Ghosted in Your 30s: Dating, Self-Worth & Moving On

 


When I was 16, a breakup felt like death. Not dramatic death—Shakespearean death. I was the Juliet of my own bedroom, sobbing into my stuffed animals, clutching my Nokia phone like it held the secrets to the universe (or at least a good text from a boy who just said, “We need to talk”).

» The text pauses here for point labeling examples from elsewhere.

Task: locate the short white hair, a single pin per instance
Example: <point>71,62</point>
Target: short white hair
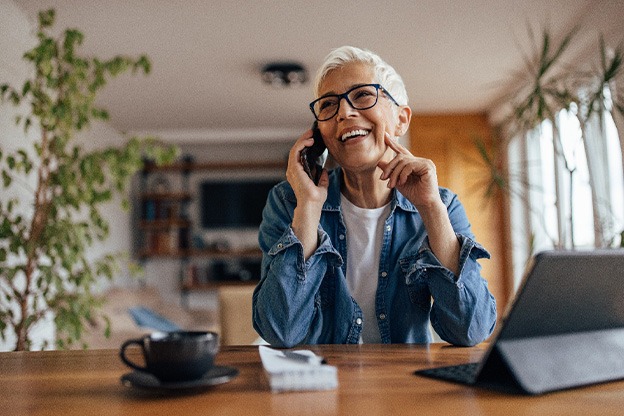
<point>385,74</point>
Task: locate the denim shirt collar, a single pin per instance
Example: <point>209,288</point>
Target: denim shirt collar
<point>332,203</point>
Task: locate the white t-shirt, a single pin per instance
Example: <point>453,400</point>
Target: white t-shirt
<point>365,228</point>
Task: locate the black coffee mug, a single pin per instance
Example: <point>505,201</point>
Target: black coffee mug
<point>175,356</point>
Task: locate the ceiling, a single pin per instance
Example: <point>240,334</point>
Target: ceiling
<point>454,56</point>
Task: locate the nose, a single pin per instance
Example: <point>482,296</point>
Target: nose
<point>345,109</point>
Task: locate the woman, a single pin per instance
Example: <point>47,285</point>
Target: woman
<point>360,257</point>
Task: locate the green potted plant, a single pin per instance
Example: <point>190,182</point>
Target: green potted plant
<point>44,237</point>
<point>547,84</point>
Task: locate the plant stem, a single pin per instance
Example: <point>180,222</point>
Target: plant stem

Back then, love meant handwritten letters on crumpled notebook paper, missed calls from the school payphone, and dramatic declarations at recess. It meant feeling like my entire identity hinged on someone else’s attention. He wore black Chuck Taylors. He had a mop of floppy hair. He told me I was “different” (spoiler: I was not). When he dumped me for a girl named Veronica with better bangs, I genuinely thought, Well, that’s it. I’ll never love again. Let me just lie here dramatically in my Hello Kitty pajamas until my tears water the carpet.

Ah, young love. So much intensity. So little perspective.

Fast forward to now—I’m in my 30’s, with a therapist, a French press, and a self-care routine that includes yelling “No, thank you!” at red flags I used to flirt with. I’ve gone from writing angsty journals about boys to semi-sassy, emotionally-healing essays about breakups for wellness magazines. Life, huh?

So, let’s talk about being ghosted as an adult. Or, more accurately, let’s talk about why it doesn’t knock the wind out of me like it used to. Because, girl, when you’ve been through enough of life’s plot twists—period cramps during job interviews, unpaid taxes, the betrayal of low-rise jeans coming back into fashion—you learn to take a disappearing man in stride.

Ghosting Now vs. Then

Teenage me would’ve gone full investigative journalist the moment someone stopped texting me back. I would’ve refreshed my inbox like a woman waiting for medical test results. I would’ve memorized his last seen status, read his tweets like tea leaves, and made up wild stories in my head like, maybe he got hit by a bus. Or maybe he lost his phone. Or maybe he got amnesia and forgot how to love.

Adult-me? I sip my oat milk latte and go, “Welp, Guess he’s not The One. Moving On.”

That’s not to say it doesn’t sting. It does. Rejection always does—even when you weren’t sure you liked him all that much to begin with. But the difference now is that I know my worth isn’t up for debate just because someone vanished like a sock in the dryer. 

Dating in Your 30s is Like Trying to Find a Cute Outfit in a Store That Only Sells Beige Sweaters

Here’s the thing no one tells you—dating in your 30s is weird. And kinda tiring. Especially when you’ve done the work. When you’ve healed from your attachment wounds. When you’ve read the books and listened to the podcasts, you delete Tinder, redownload Tinder, and then delete it again.